Por Alejandro Maidana

Los transgénicos en la Argentina, cuyo primer cultivo fue con la soja tolerante al herbicida glifosato, fueron aprobados en 1996. El maíz, la soja y el algodón son los cultivos que tienen mayor proporción de cultivares genéticamente modificados. El área implantada con estas semillas supera las 25 millones de hectáreas, sobre una superficie total de más de 33 millones de hectáreas. La Argentina está entre los principales países que siembran cultivos transgénicos, dejando como “daños colaterales” la contaminación por agrotóxicos, suelos arrasados y una migración interna feroz, que no hace otra cosa que condenar a campesinos y pueblos originarios al ostracismo.

Las fumigaciones descontroladas son una constante que no deja de generar una profunda preocupación,  en aquellos que vienen padeciéndolas en carne propia. Cada testimonio abraza en su médula una enorme dosis de impotencia y un sentimiento de soledad que abruma.

Pueblo Esther es un hermoso lugar distante a pocos kilómetros de la ciudad de Rosario. Allí un importante número de quintas y sembradíos de soja y maíz entre otros cultivos, vienen transformando en un verdadero calvario los días de muchos vecinos de la zona.

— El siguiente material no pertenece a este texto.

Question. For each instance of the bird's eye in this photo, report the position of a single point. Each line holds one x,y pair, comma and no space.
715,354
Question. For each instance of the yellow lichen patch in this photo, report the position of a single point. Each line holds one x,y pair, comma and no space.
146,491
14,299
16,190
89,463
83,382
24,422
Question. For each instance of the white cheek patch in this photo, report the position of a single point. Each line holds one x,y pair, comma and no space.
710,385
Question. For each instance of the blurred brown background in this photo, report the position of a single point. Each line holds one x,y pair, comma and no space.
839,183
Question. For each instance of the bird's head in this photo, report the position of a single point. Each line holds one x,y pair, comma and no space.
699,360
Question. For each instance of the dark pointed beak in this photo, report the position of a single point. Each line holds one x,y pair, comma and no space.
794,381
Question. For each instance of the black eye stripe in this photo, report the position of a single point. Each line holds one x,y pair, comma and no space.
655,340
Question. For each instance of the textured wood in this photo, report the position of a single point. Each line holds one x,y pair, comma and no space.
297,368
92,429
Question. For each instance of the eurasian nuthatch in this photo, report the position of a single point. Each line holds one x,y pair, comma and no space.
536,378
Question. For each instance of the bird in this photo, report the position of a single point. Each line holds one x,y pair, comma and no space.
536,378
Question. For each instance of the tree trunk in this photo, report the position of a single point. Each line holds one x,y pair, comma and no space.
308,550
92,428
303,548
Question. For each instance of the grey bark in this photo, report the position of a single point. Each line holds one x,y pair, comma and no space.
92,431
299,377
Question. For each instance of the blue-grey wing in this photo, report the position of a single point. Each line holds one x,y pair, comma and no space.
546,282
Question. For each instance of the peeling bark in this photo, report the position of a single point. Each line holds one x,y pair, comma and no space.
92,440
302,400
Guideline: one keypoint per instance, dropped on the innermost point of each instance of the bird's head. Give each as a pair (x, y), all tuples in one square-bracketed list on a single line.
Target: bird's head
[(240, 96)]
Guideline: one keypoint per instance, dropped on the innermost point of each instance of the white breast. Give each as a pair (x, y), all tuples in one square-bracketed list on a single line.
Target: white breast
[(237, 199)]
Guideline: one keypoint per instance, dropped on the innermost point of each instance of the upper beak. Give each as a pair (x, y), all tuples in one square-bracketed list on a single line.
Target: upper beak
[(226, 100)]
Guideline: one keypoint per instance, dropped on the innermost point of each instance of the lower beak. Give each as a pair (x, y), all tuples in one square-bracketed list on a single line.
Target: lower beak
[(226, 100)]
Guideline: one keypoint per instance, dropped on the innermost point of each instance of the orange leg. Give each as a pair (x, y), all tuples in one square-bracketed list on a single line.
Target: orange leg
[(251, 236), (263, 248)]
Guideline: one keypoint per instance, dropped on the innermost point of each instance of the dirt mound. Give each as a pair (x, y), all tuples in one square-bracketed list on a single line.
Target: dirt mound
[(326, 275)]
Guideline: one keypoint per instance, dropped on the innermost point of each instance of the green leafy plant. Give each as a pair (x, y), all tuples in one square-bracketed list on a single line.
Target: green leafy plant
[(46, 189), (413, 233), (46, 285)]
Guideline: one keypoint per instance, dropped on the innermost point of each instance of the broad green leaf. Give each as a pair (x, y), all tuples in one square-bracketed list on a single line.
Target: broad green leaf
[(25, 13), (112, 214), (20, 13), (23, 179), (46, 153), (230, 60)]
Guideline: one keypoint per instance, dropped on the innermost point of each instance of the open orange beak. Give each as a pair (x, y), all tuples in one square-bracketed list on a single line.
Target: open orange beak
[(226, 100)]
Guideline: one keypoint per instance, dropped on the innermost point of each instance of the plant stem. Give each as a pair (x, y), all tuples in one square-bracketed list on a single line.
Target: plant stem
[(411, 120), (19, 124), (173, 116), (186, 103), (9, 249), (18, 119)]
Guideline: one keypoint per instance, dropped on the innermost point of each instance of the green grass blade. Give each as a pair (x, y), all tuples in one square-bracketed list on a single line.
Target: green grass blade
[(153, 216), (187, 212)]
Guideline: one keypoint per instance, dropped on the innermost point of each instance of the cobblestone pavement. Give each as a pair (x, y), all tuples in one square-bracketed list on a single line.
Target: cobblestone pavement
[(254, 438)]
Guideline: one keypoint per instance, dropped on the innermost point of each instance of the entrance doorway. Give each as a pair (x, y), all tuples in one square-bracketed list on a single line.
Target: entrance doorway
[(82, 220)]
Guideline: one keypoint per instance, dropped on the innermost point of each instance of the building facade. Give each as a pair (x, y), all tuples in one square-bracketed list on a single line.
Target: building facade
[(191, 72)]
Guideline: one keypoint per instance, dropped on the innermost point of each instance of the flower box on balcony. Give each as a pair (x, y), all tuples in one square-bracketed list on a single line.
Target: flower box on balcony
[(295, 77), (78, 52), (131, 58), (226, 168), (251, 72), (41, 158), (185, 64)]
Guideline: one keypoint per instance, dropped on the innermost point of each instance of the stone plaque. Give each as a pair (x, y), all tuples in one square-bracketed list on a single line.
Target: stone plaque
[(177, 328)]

Para conocer detalles y profundizar sobre lo antes mencionado, Conclusión se hizo presente en el lugar de los hechos. Yanina Mennelli integra la Asamblea Pueblo Esther por la Vida, consultada sobre el espinoso camino que vienen transitando, sostuvo: “Hace un año que nos hemos constituido como Asamblea, si bien pensábamos realizar un festejo por ello, decidimos cambiar el ángulo para transformarlo en una nueva jornada de lucha debido a las últimas fumigaciones”.

En marzo del 2017 la Asamblea presentó un proyecto de ordenanza que lamentablemente no pudo ser debatida, ingresando de esta manera el diálogo con la Comuna en un inoportuno cono de sombras. “Los puntos de la misma hacían hincapié en el respeto por la ley provincial vigente, pero por sobre todas las cosas comenzar con el tránsito hacia la agroecología”, indicó Mennelli.

Sólo una calle, esa suele ser la distancia que separa a las quintas de las casas, algo que consolida aún más a lo agroecológico como la única salida a una problemática que preocupa. “Debido a esto las fumigaciones deberían estar prohibidas, ya que las quintas están metidas dentro de la ciudad, en todo caso deberían ir mermando para terminar en un cambio de paradigma en torno a la lógica de producción”, concluyó.

Testimonios con ribetes de ficción

Fernanda Barroso vive en el barrio conocido como La Granja, son 6 los lotes que lindan con una quinta, “en lo particular tengo a mi vecino del fondo, tejido mediante, que pasa con el tractor y con la rueda del mismo me mueve los postes. Cuando fumiga, junto a mi familia y a los animales que tenemos para buscar refugio dentro de la casa cerrando todas las aberturas”, relató la vecina.

“Cualquier prospecto que leas sobre la utilización del plaguicida más leve, es tajante, pueden contaminar una fuente de agua a 5 metros, el natatorio de mi casa se encuentra a un metro y medio de donde se fumiga”. Fernanda sostiene con congoja que su hija ha replicado varios cuadros de erupciones cutáneas, coincidiendo las mismas con las fumigaciones linderas, “nadie nos da una respuesta, por desconocimiento u omisión, pero daría toda la impresión que nadie quiere arriesgar su firma”.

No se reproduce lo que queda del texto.